Benzotriazole UV stabilizer-329 (UV-329) is frequently detected in various environmental and biological matrices. However, the toxicity effect on freshwater benthos induced by UV-329 has rarely been described. In this study, genotoxicity, apoptosis, oxidative stress, histopathological alterations, siphoning behavior, and bioaccumulation in the gill and digestive gland of Corbicula fluminea exposed to UV-329 at 10, 100, and 1000 μg/L for 21 days were investigated. Toxicity screening using transcriptomics confirmed that UV-329 preferentially stimulated cellular process-related pathways including gap junctions, apoptosis, phagosomes and necroptosis.
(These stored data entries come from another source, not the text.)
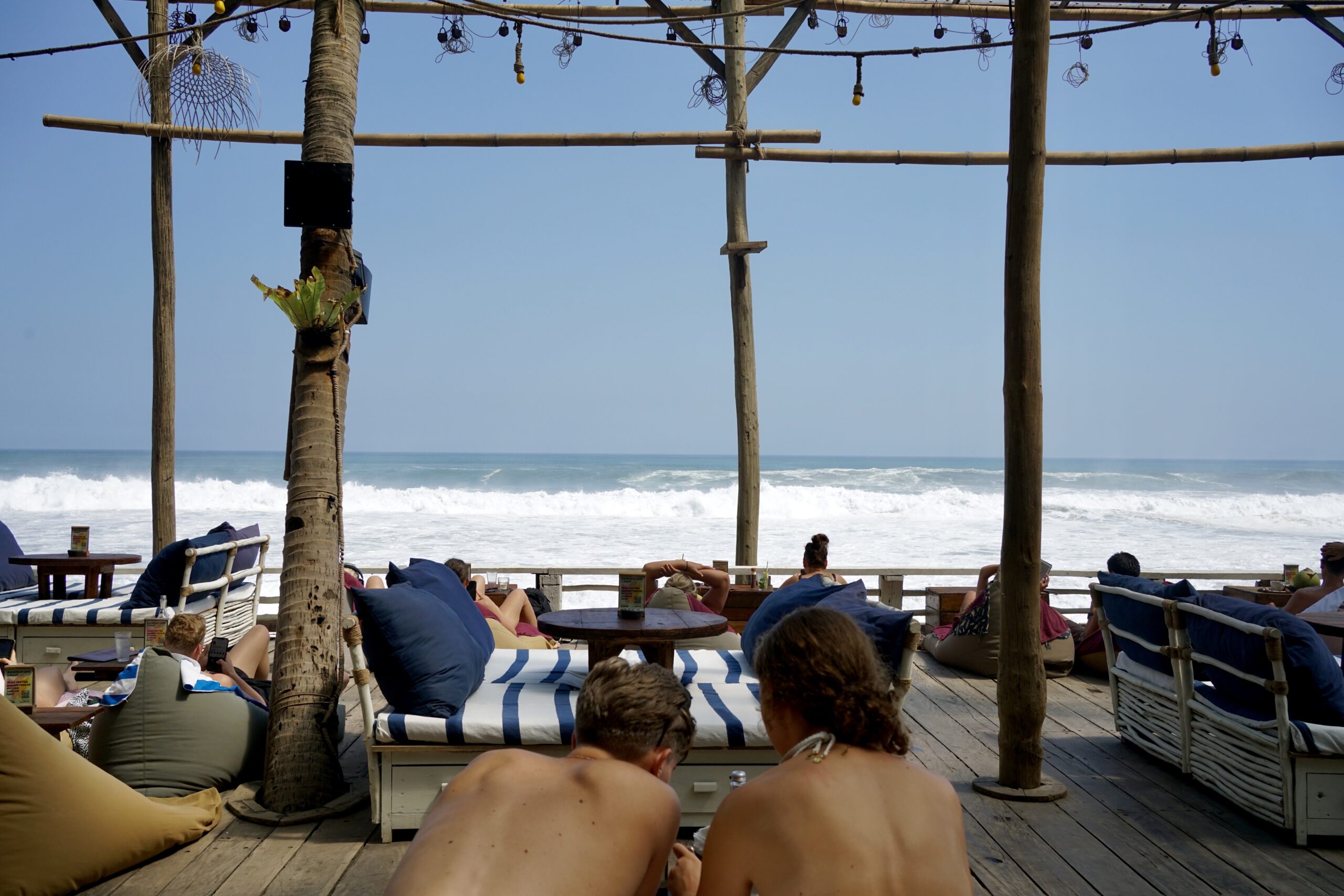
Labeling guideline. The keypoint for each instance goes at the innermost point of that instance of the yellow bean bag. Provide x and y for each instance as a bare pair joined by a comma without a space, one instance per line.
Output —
66,824
508,641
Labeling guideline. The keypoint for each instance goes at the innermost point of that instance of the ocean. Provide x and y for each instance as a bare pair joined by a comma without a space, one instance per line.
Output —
605,510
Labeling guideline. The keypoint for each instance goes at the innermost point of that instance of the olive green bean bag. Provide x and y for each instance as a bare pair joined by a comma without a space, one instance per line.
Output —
65,824
167,742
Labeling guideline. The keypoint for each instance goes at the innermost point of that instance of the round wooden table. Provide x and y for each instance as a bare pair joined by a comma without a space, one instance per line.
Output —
53,570
606,633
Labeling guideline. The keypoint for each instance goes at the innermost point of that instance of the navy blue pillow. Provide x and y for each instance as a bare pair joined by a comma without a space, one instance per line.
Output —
11,575
163,574
425,661
885,626
436,578
1140,618
804,593
1315,683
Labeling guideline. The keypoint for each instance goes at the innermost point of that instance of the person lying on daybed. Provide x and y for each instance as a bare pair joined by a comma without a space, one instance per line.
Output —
971,642
682,593
843,813
815,563
597,823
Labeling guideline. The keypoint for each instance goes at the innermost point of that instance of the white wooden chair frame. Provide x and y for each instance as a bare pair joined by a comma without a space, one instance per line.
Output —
405,779
1148,716
217,625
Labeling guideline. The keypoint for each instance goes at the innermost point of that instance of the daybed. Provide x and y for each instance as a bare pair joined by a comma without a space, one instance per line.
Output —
47,632
527,700
1266,730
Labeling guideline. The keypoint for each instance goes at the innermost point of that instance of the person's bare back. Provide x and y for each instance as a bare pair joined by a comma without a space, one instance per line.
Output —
858,823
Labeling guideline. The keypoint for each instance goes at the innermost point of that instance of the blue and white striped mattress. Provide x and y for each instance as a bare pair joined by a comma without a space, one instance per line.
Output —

The transcript levels of a large number of apoptosis genes were significantly upregulated. This apoptosis mechanism was further confirmed by the fact that UV-329 exposure significantly increased the percentage of apoptotic cells, activated caspase-3, -8, and -9, and affected the antioxidant enzyme activities. Following exposure to 1000 μg/L UV-329, significant histological alterations were reflected in the corrosion of cilia, cellular swelling of epithelial cells in the gills, degeneration of digestive tubules, and necrosis of epithelial cells in the digestive glands. These results may aid in elucidating the toxicity mechanism of UV329 in bivalves and evaluating the hazards of UV-329 in benthic ecosystems.